Und weil man nach so viel Süßem nach etwas Herzhaftem lechzt, hatte ich natürlich eine deftige Wurst-/Käseplatte und verschiedene Brotsorten vorbereitet.
Aber irgendwie hatte ich anschließend ein leichtes Völlegefühl!

Freitag, 13. November 2009

Was hängt an der Wand?

Ich schau´ mal in meinem Wohnzimmer rundum. Zuerst sehe ich die Seitenwand des Bücherregales. Und da hängen zwei Holzfiguren, die mittels Zugschnüren bewegt werden können.

Das ist Befana, die in Italien in der Nacht vom 5. auf den 6. Januar auf ihrem Besen reitend das Jesuskind sucht und dabei Geschenke bringt.

Diese Befana zieht eine Kasperlefigur aus ihrem Sack und kann sie auch wieder dort verschwinden lassen.

Diese Rosenblüte ist ebenfalls beweglich. Sie kann ihre Blättchen sozusagen im Wind flattern lassen, wenn man an den Schnüren zieht.

Beide Figuren hat eine liebe Künstlerin gestaltet: Reinhild Massey. Leider habe ich sie seit Jahren nicht mehr gesehen, früher sind wir uns auf Kunsthandwerksmärkten hin und wieder begegnet.


Das ist ein Lieblingsbild von mir. Der Maler - Tibor Toth - ein Ungar, der in Salzburg lebte (oder noch lebt?). Ich liebe Häuser und dieses Bild zeigt eine Mühle aus dem österreichischen Mühlviertel. Leider ist das Foto nicht optimal, wegen der Spiegelungen. Es ist das größte der Bilder, die im Wohnzimmer hängen.

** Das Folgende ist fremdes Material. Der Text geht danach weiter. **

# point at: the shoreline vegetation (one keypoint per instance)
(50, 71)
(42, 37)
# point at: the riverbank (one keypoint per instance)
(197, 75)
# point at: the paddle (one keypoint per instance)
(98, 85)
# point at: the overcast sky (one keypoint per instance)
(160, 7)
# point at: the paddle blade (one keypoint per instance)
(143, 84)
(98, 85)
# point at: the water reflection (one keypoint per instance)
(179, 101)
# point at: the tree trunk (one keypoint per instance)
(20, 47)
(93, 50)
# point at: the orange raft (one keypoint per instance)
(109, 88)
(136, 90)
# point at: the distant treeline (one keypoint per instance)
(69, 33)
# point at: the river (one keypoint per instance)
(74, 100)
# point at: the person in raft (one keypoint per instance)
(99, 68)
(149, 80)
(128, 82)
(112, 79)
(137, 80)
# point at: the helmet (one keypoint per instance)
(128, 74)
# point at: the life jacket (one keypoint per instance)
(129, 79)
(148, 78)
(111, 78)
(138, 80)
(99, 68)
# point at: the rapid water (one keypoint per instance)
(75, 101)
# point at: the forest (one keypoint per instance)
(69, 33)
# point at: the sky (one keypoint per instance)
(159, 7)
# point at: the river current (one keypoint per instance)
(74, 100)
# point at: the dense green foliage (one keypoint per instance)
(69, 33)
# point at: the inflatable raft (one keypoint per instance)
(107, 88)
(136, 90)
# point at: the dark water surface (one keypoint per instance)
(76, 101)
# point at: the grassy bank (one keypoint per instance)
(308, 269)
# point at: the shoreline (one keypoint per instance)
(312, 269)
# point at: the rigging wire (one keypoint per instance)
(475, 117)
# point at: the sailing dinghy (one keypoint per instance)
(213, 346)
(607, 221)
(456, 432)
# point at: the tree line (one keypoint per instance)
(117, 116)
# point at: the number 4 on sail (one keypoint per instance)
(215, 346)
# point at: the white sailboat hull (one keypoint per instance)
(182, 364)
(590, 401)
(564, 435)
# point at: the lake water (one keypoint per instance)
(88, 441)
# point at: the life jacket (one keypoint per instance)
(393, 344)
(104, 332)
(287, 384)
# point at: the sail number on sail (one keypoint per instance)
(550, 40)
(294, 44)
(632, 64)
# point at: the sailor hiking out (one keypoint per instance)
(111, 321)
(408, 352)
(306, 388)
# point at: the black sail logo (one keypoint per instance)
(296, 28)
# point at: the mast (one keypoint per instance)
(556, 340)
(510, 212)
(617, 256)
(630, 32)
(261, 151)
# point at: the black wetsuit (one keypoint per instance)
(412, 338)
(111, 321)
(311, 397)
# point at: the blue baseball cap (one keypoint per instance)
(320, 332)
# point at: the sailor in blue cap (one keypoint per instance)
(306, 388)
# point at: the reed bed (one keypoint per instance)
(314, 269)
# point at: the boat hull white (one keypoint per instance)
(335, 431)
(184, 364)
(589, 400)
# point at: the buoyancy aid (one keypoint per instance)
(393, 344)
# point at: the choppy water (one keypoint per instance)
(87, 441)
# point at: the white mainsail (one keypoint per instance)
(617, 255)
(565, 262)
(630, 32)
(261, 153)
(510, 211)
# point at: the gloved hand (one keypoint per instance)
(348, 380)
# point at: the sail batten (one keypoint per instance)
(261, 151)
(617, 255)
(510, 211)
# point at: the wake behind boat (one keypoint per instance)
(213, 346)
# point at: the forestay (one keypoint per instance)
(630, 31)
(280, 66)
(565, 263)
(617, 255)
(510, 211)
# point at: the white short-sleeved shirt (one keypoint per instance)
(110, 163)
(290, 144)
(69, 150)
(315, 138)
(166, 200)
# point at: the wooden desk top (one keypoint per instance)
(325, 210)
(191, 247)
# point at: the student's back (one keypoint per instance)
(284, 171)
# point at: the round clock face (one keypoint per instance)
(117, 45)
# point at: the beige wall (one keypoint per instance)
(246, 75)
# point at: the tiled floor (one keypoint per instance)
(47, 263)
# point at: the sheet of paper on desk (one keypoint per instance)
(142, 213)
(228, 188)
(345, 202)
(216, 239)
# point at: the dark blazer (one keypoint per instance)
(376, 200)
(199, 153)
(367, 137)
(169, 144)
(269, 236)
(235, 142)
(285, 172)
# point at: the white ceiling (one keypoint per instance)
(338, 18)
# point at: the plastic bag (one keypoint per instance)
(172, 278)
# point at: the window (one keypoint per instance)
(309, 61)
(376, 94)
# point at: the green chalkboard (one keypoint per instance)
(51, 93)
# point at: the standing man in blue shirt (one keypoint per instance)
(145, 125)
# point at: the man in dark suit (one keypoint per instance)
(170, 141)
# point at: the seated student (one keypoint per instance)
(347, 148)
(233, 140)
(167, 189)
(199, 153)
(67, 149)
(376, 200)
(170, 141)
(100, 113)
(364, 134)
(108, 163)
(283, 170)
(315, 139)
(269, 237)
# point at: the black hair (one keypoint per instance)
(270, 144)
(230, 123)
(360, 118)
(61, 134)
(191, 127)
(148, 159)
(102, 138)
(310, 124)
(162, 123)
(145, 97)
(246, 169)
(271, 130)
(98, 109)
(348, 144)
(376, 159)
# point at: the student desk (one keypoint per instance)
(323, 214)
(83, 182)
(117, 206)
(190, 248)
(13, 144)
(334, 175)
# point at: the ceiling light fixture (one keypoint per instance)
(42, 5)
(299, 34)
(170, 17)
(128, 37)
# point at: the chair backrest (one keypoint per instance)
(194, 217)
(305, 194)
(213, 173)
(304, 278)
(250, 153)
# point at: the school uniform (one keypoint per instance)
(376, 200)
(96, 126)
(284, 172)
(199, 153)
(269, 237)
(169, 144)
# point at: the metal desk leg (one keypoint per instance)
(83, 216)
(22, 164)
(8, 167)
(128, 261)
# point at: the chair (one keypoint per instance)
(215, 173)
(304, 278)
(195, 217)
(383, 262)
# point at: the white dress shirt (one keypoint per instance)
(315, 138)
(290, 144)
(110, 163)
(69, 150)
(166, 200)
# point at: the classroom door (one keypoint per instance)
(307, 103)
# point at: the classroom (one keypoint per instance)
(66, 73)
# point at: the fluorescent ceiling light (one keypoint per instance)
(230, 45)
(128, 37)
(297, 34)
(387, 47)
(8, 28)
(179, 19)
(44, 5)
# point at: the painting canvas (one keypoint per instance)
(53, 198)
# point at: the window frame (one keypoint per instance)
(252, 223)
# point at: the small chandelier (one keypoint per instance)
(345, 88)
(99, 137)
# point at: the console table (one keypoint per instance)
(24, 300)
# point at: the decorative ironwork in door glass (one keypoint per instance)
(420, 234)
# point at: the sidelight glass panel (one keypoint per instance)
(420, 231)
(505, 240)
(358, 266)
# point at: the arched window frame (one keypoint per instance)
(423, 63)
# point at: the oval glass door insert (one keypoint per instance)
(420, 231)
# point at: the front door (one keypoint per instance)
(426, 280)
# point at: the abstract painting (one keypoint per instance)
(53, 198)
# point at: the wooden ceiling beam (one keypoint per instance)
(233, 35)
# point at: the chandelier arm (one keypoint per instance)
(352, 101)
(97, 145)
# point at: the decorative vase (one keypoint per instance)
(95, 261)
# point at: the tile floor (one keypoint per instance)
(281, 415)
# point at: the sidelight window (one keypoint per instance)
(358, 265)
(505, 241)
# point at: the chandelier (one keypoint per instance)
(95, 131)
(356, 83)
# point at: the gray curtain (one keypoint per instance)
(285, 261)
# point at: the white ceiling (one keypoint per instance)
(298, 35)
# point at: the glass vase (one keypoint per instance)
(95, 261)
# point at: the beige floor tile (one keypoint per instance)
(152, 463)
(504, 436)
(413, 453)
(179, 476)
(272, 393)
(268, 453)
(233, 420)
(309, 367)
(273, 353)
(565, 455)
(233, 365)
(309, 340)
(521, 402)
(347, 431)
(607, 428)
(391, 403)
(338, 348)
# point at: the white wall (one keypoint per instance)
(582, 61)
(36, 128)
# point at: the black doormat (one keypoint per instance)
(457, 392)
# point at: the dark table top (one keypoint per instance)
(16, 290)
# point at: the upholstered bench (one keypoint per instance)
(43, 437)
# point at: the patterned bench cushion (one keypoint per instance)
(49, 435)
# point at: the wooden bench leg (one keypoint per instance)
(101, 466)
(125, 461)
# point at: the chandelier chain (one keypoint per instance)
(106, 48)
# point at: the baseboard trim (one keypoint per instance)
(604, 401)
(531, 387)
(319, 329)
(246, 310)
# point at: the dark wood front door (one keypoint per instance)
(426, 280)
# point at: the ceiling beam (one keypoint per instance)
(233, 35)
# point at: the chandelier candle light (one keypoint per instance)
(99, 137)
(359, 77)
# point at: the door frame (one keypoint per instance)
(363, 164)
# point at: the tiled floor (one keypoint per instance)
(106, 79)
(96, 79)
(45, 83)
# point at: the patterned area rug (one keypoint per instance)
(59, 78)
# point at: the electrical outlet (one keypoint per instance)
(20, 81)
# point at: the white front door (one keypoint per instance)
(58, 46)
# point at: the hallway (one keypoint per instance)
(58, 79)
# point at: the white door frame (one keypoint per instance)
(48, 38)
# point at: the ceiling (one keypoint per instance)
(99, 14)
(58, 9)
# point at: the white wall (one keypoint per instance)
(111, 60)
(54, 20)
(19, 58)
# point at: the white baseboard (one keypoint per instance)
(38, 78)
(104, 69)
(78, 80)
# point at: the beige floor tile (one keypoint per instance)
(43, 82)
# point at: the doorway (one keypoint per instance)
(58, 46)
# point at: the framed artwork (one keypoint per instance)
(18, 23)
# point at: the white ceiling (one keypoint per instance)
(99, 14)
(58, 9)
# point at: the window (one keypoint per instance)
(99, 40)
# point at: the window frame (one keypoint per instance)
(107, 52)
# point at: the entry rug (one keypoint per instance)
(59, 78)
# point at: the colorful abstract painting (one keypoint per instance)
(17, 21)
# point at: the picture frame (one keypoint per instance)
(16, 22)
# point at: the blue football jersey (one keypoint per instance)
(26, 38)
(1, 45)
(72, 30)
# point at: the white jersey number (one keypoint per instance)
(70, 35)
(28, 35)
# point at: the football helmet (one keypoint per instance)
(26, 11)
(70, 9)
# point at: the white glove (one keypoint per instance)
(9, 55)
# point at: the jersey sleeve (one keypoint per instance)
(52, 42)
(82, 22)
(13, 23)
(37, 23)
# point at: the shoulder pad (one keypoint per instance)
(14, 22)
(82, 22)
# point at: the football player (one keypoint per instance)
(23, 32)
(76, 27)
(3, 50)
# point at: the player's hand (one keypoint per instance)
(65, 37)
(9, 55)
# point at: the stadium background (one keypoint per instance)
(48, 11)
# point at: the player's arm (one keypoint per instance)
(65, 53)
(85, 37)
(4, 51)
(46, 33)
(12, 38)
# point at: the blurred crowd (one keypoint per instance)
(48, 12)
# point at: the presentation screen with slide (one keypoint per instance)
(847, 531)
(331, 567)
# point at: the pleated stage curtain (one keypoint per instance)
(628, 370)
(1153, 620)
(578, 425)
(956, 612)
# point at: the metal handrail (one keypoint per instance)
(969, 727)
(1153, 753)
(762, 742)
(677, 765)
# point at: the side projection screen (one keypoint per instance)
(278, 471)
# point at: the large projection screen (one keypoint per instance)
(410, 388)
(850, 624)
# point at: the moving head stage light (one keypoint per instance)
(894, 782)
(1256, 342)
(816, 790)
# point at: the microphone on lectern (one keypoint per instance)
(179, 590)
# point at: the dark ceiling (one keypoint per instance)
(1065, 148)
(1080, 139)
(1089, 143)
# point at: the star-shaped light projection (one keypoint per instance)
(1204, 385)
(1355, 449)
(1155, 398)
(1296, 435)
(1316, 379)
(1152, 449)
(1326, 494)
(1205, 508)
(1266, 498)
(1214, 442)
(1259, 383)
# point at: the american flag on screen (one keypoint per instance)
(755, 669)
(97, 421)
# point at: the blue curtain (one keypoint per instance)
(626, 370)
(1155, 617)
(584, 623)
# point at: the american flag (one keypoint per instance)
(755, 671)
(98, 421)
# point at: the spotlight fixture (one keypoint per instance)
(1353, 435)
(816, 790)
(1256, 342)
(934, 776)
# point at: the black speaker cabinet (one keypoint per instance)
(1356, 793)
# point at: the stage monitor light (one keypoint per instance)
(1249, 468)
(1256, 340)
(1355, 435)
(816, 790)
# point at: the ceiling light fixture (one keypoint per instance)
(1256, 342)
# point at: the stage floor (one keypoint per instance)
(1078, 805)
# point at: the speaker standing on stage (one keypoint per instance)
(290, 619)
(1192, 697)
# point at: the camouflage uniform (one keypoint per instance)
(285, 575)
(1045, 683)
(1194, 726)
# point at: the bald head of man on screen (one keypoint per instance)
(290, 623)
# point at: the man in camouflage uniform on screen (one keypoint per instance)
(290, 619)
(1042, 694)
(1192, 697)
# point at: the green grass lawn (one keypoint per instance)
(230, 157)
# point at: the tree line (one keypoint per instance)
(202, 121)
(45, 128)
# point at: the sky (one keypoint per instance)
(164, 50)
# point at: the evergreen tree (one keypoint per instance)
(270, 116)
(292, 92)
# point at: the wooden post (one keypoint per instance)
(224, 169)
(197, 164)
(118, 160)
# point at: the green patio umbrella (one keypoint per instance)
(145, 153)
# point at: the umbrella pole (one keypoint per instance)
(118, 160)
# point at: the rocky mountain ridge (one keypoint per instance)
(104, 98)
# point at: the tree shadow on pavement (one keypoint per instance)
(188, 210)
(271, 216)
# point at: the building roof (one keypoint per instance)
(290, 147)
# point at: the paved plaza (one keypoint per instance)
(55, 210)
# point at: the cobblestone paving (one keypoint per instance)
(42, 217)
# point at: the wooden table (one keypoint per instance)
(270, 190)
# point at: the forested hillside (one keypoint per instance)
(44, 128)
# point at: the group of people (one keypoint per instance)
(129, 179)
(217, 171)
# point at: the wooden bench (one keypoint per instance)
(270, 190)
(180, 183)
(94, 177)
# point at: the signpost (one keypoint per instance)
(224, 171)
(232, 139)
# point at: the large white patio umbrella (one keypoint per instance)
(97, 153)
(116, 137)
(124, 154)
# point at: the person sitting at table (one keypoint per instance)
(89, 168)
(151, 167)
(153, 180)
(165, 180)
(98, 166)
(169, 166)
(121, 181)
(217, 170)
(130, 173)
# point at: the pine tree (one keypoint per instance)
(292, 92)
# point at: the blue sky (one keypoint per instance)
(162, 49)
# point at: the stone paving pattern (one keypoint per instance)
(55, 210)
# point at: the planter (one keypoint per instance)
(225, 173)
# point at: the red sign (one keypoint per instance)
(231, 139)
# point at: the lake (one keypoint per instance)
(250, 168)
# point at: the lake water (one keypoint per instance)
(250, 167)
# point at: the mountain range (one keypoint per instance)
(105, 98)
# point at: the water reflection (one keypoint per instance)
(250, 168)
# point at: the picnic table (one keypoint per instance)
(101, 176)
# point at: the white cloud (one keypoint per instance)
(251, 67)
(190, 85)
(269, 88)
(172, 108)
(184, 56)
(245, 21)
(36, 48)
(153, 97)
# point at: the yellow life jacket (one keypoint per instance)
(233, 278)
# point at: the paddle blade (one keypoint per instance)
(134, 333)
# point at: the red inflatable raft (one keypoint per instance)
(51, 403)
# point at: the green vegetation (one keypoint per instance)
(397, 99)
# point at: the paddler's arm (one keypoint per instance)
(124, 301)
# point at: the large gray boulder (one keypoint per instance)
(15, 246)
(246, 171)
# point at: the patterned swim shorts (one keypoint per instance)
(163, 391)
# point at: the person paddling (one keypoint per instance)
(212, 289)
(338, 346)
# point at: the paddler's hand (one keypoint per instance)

Das ist ein sehr kleines Bild von Sabine Gerstacker. Ich habe mich spontan bei einem Atelierbesuch darin verliebt und bei einem meiner nächsten Besuche überließ sie es mir zum Rahmenpreis!

Ich bin ja bekennender Elvis-Fan! Nun könnt ihr euch auch mein Alter ungefähr vorstellen! Das Bild "Blue Christmas" mit Fragmenten aus dem Song-Text hat meine Freundin FF für mich gemalt.

Nochmal ein Bild meiner Freundin FF "Ich bin ganz Auge". Ein Ausspruch von Horst Janssen, dessen Portrait links zu erkennen ist. Sehr zart ist darüber mein Konterfei zu sehen und die Katze, das war meine Sonja, die das stolze Alter von 22 Jahren erreicht hat.

Gelegentlich werde ich auch die anderen Räume einbeziehen. Es hängen ja noch so einige Bilder herum. Und was für ein Sammelsurium das ist! Ich sollte eine Neugestaltung ins Auge fassen!
Ach ja, das habe ich ganz vergessen! Ein Quilt hängt selbstverständlich auch noch da, und zwar über dem weißen Sofa. Er ist auf der rechten Seite zu sehen: "Freunde sind stille Engel".